Für die Apotheker läuft das Jahr 2011 bisher unter dem Titel »Chronik einer angekündigten Katastrophe«. Schon während der Beratungen zum AMNOG hatten sie vorhergesagt, der Großhandel werde seinen Sparbeitrag auf die Apotheken abwälzen. Der Vorsitzende des Bundesverbandes des pharmazeutischen Großhandels (Phagro), Dr. Thomas Trümper, hatte dies auch gar nicht bestritten.

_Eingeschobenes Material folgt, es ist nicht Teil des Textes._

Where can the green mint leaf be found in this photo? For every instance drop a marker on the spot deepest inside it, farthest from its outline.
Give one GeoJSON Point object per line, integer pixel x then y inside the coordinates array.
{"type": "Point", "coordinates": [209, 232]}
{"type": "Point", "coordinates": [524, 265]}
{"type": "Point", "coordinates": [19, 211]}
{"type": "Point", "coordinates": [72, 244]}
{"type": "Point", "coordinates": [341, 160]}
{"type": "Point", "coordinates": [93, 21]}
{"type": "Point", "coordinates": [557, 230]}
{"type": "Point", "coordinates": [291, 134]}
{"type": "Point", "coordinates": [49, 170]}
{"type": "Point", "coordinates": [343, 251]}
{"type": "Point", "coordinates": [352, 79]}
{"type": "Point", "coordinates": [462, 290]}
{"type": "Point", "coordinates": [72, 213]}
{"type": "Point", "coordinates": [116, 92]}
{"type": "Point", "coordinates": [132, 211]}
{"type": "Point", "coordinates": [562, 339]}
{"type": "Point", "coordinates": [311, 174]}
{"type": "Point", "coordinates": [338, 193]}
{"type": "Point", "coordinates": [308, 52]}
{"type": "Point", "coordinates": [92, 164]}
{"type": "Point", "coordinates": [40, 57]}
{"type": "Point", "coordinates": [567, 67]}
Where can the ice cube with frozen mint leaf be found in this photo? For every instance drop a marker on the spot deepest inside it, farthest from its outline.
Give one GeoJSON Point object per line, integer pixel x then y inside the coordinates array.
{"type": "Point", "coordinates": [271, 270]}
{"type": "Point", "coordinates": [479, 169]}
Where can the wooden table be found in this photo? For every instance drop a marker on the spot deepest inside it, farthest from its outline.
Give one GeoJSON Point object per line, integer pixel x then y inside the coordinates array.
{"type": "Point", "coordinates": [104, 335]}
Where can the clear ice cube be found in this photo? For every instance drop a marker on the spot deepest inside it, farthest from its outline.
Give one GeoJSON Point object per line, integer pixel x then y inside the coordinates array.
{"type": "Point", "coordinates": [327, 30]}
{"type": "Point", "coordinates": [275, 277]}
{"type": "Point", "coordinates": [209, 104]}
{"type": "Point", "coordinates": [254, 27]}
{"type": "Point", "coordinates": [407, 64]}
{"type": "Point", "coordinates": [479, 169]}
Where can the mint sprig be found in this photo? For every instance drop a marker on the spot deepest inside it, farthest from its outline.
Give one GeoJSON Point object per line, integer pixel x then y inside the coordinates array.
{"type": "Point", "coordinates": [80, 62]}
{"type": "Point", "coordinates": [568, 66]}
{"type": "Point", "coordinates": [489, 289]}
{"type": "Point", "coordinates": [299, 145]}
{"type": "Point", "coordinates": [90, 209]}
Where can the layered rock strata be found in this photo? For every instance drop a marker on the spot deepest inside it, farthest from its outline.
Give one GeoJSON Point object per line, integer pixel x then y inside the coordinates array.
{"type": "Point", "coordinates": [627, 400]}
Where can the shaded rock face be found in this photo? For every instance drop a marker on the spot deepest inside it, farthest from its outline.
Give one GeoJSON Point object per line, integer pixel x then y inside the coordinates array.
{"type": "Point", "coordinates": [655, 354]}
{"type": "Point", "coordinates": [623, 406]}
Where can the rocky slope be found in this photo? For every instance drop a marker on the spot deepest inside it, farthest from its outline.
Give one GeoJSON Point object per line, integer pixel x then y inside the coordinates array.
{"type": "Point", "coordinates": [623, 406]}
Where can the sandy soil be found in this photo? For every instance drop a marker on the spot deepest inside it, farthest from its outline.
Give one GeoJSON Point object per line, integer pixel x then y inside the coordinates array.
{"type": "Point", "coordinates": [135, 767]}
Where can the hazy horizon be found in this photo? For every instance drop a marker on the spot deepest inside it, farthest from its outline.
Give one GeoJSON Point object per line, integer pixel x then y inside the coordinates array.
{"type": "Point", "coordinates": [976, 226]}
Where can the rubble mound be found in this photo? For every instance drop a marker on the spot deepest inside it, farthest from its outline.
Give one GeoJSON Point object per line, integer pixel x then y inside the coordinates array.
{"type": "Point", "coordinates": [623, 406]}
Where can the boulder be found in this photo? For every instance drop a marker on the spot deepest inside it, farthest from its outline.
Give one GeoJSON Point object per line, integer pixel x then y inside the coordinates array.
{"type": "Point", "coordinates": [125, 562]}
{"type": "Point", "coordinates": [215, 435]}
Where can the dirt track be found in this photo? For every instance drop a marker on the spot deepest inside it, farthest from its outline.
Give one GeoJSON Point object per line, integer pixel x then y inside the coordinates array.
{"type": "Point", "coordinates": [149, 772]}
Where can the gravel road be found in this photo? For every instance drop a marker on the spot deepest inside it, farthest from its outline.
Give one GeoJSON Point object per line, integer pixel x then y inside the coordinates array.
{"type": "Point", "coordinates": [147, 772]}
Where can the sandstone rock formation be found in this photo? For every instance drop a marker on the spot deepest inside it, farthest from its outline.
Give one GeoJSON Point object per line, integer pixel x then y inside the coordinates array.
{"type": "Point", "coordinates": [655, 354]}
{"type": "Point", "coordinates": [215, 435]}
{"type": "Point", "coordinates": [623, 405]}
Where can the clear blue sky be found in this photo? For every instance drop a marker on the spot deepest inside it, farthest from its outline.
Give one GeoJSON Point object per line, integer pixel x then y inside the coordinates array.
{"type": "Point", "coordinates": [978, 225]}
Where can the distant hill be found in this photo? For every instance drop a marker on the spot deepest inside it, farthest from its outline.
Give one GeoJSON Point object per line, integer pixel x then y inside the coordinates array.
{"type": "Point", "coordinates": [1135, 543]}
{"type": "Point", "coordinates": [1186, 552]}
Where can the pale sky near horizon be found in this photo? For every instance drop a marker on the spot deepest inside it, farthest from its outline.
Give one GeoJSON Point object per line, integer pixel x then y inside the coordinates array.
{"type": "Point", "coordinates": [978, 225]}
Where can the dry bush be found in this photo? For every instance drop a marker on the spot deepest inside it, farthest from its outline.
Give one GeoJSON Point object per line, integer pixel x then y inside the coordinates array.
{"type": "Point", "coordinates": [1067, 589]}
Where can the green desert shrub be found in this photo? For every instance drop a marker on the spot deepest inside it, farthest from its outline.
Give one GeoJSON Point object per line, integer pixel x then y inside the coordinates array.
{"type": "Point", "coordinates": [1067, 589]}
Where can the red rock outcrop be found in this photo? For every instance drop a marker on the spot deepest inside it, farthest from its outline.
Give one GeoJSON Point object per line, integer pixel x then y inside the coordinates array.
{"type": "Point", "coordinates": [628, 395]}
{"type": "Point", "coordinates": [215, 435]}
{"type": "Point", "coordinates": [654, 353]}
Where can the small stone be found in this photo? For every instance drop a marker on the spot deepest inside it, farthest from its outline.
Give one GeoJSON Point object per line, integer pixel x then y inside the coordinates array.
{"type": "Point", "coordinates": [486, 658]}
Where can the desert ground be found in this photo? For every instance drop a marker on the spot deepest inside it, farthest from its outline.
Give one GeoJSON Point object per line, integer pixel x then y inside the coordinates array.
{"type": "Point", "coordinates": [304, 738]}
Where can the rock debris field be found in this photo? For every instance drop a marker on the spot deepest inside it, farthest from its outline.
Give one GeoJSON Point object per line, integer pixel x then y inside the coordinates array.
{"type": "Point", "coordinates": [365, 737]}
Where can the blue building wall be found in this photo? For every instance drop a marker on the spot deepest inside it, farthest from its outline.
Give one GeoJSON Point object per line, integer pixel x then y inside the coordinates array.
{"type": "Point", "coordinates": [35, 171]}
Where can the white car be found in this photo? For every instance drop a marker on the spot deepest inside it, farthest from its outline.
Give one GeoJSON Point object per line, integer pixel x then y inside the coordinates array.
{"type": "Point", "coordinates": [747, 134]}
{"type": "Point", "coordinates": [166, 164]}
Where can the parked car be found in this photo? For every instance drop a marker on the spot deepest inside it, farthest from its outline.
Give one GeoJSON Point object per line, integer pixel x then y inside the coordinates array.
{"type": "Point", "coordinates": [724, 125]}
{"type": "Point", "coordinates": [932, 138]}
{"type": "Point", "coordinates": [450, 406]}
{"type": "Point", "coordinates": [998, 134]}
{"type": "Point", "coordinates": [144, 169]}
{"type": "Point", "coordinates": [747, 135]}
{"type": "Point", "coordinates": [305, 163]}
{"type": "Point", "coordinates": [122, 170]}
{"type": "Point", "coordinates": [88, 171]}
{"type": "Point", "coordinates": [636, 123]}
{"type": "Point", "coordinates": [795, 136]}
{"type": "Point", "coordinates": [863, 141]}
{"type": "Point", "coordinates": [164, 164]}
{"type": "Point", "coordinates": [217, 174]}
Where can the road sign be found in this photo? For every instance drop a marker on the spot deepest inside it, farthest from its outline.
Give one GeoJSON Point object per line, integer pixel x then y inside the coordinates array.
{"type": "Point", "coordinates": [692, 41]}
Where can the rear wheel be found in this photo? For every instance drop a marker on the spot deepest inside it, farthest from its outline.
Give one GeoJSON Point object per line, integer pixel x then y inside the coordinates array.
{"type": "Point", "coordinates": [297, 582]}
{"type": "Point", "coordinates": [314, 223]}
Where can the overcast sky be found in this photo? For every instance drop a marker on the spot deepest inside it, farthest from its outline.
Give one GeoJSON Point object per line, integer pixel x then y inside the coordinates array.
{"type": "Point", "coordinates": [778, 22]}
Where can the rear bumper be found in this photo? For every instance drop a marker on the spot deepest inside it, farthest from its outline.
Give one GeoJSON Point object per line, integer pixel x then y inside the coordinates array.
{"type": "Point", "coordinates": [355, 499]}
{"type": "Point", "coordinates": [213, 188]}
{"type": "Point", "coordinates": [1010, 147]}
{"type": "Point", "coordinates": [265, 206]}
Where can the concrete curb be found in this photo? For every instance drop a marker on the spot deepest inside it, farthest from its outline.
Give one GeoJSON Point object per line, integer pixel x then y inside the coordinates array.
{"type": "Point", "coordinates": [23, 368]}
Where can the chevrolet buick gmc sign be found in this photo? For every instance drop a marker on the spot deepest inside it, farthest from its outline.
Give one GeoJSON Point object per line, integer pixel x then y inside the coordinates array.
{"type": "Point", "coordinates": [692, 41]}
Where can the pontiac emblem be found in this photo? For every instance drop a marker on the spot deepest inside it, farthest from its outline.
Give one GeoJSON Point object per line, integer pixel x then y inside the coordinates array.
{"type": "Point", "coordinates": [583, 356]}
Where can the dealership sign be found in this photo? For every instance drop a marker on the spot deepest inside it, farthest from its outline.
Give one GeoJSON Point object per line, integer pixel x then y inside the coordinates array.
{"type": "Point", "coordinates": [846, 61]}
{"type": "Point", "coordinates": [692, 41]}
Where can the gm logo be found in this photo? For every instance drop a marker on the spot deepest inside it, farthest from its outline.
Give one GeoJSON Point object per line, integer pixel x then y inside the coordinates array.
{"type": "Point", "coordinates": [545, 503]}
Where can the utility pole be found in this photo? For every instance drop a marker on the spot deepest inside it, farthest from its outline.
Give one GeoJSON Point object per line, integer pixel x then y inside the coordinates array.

Der Großhandel könne die ihm zugedachten 200 Millionen Euro pro Jahr nicht bezahlen, weil diese Summe größer sei als der Branchengewinn, hatte er damals behauptet. Auf diese Position zog er sich auch bei der Rosenheimer Podiumsdiskussion zurück.

 

Kein Grundrecht auf Rabatte

 

Es gebe kein Grundrecht auf Rabatte, der Großhandel habe immer betont, seinen Beitrag nicht bezahlen zu können, die Bundesregierung habe dies gewusst und akzeptiert, so seine Argumentationslinie. Bei den hunderten anwesenden Apothekern machte er sich dabei nicht beliebt, aber das hatte Trümper wohl auch nicht erwartet.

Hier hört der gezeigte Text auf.